MoonSong
Rules-lawyering drama queen but not a munchkin
I dunno. Isn't that how 3e did multiclassing?
Take 1 level of Fighter, know all weapons and armor. Take 1 level of Wizard after killing a few goblins, skip that apprenticeship part and start casting spells. Clear out a dungeon, take 6 ranks in blacksmithing, become an expert after never picking up a hammer.
Instant mastery is more or less the default, the way I see it.![]()
D&D isn't - or shouldn't be - a point buy game. All this stuff about class and level is an abstraction; a kludge if you will. Let's not ascribe too much sanctity to it.
e: And as for forgetting it - Who says you forget? Maybe you choose not to use it, like how 1e dual-classing works. And eventually it fades from lack of practice. It works just fine. If you can deal with instant mastery, this hardly seems like a hurdle. Unless, of course, you're using a funny definition of "verisimilitude".
But 3.x multiclassing works just fine for this. You didn't have to derail campaigns, wait for countless levels or request special treatment from DM (unless yours was aprticularly stingy about it). also just writing one level worth of stuff is still simpler and faster than starting from scratch.
As for forgetting it, at that point the system is telling me how to play my own character, if my character still knows how to do something just won't do it normally, and the need arises to do that something, can I still do it if it isn't on the CS anymore?
Thank you to those who answered --
This is really about the multi classing prereqs? Going back and reading the posts about assassins and the road to Damascus, it's hard to map what's being said onto just that.
Sure, the ability prereqs are a rough tool.* But in a game where ability boosts are relatively easy to come by, it doesn't seem as onerous as many are making out.
* I'd prefer to let dex or str 15 qualify you for Fighter, and Dex or Cha qualify you for rogue. That sort of change is trivial at the table however, and I certainly have no desire to force my preferences onto others.

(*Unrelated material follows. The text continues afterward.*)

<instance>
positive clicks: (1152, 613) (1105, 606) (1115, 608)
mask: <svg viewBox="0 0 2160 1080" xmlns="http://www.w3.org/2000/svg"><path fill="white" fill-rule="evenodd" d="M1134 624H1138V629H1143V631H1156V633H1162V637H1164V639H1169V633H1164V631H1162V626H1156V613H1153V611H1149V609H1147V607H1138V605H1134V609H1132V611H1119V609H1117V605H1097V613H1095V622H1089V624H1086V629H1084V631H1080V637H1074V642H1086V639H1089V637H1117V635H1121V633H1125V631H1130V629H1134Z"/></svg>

It is onerous, maybe this won't apply for you, but indeed applies to me and some others, in a worst case scenario my character Wisdom can be as low as 8 (and not because of minmaxing non-sense, but rather because it made sense for the nature of the character to have low wisdom) in order for that rogue to be able to turn cleric she needs 4 ability score increases (that is 16 levels of not being a cleric, thank you, and of course assuming the campaign lasts that long), even in less glaringly bad cases, that is still between 4 and 8 levels worth of stuff.
I think you still want to build in a safeguard for people dipping Class X at level 1, then never taking it again.
Perhaps your class at the first level is your primary class. Your primary class must be your highest level class until you reach level X in your primary class. A simpler rule that prevents a 1st level fighter taking 19 levels of mage.
I'm not fan of placing lock after lock behind fancy things, powergaming and munchkinism happen and will always be there, we can waste time and page count on placing safeguards against them at the expesnes of flexibility and portability, or we can just accept they happen and have fun (and nice things).